The fact that this sequel would be The Lego Batman Movie, focussing on the Lego version of the DC superhero, a highlight of The Lego Movie but ultimately a bit part, just added to the surprises around the franchise.
Opening with Batman foiling one of The Joker’s schemes to destroy Gotham, all the tropes of Batman are quickly established, but added to this is the knowing, post-modern humour that made this Batman such a highlight of the previous film.
The first chunk of the film relies heavily on this and, while the action, animation and characters are well done it’s the reference heavy humour that is its strong suit.
After this of course a plot is required to fill out the rest of the movie and really this is the film’s weakest element. It tries to balance a further nefarious plan from The Joker with a focus on Batman’s ever-present loneliness including the introduction of a new cinematic Robin, but all with a suitably lighthearted tone (this certainly isn’t Ben Affleck’s dark and brooding version of the character from Batman Vs Superman).
While it’s still fun the slightly forced plot causes the middle section to drag a bit and it is more predictable, both in terms of story and jokes, than it could have been.
The final act brings the same feel as the first back, closing things on a high point with nods to all the previous screen versions of Batman, including the often overlooked 1960s Adam West incarnation, along with guest appearances from pretty much every villainous character Lego have licence to use from Daleks to Voldemort and way beyond.
As a whole the voice cast are very good with Will Arnett’s Batman being an excellent standout.

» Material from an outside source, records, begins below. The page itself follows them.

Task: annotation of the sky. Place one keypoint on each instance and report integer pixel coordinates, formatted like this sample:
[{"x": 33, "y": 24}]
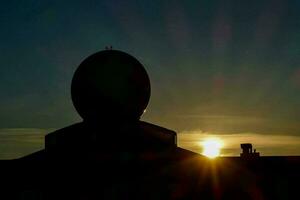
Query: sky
[{"x": 225, "y": 68}]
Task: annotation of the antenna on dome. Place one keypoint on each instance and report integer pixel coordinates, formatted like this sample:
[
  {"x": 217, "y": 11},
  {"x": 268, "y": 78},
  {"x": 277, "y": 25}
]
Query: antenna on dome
[{"x": 108, "y": 47}]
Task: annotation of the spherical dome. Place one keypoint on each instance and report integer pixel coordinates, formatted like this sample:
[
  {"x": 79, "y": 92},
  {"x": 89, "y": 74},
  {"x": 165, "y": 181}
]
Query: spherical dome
[{"x": 110, "y": 84}]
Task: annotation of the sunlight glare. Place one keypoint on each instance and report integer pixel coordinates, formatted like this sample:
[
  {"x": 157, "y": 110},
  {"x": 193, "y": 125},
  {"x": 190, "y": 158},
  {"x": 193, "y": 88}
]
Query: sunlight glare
[{"x": 211, "y": 147}]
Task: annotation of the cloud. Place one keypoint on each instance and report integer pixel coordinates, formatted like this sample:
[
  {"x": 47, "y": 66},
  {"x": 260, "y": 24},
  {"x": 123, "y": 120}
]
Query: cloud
[{"x": 18, "y": 142}]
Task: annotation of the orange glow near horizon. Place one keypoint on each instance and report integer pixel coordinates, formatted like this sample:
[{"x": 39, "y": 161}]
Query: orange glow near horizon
[{"x": 212, "y": 147}]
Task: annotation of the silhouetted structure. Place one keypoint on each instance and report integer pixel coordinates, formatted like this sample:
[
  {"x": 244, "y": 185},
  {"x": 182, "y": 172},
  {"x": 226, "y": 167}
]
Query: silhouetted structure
[
  {"x": 111, "y": 154},
  {"x": 247, "y": 151}
]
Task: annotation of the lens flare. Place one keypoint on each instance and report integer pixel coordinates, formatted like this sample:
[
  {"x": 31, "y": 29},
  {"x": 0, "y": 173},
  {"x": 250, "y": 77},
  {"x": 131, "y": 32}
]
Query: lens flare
[{"x": 212, "y": 147}]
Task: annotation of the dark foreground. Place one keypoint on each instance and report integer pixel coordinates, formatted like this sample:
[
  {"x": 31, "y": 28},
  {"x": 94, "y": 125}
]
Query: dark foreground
[{"x": 184, "y": 176}]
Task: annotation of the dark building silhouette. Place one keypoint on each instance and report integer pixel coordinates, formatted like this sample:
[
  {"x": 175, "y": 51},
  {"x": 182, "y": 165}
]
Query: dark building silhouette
[
  {"x": 112, "y": 154},
  {"x": 247, "y": 151}
]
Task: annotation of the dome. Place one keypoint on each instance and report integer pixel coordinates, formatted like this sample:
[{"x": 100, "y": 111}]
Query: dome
[{"x": 110, "y": 85}]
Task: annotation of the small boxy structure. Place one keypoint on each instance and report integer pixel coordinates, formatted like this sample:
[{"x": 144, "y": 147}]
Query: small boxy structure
[{"x": 247, "y": 151}]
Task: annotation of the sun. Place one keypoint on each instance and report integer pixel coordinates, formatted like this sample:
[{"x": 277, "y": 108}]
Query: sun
[{"x": 212, "y": 147}]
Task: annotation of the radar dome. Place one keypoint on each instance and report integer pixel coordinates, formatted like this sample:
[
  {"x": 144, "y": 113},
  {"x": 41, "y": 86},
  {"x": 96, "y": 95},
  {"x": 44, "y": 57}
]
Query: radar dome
[{"x": 110, "y": 84}]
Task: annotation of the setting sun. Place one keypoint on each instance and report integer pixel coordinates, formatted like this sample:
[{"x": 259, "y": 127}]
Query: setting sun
[{"x": 212, "y": 147}]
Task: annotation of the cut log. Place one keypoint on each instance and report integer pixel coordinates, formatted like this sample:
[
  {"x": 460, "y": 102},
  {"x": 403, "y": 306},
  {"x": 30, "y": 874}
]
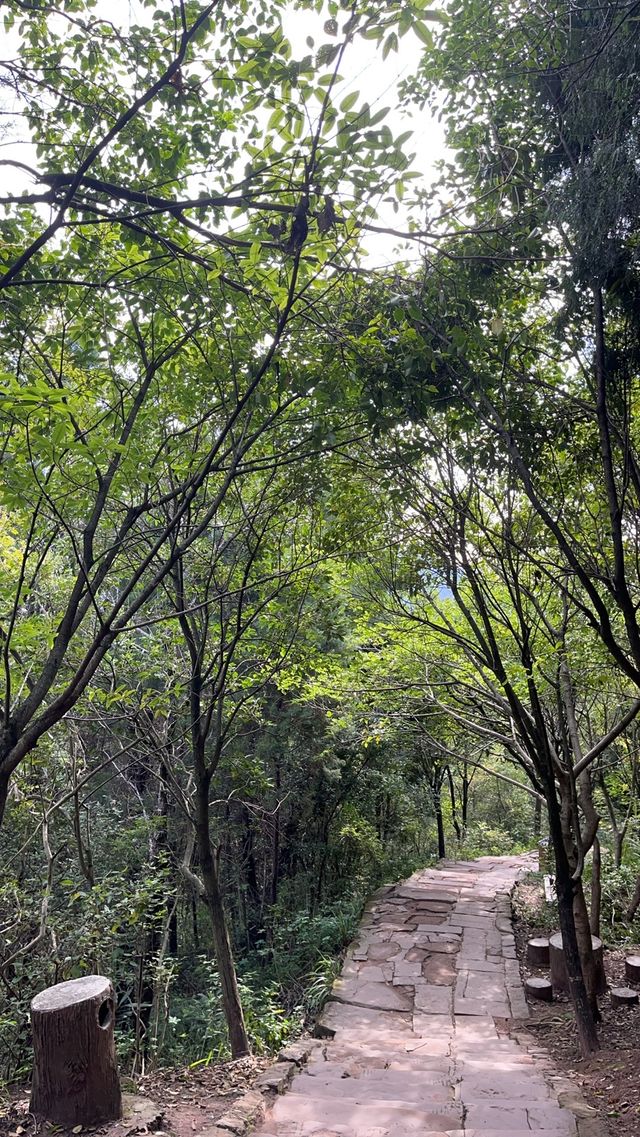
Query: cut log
[
  {"x": 546, "y": 860},
  {"x": 539, "y": 988},
  {"x": 538, "y": 952},
  {"x": 623, "y": 996},
  {"x": 557, "y": 965},
  {"x": 75, "y": 1078}
]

However, while Zach Galifianakis does a good turn as Joker, it’s hard to escape the fact he simply isn’t Mark Hamill who has been the most consistently effective versions of the character, vocally at least.
While it doesn’t quite live up to The Lego Movie, I’m not sure how it could as that film’s inventiveness is of course being replicated here to some degree, The Lego Batman Movie is none-the-less great fun with enough to appeal to all the family on various levels and with enough surprises to, mostly, keep it going along very well if not quite being the standout many had hoped for.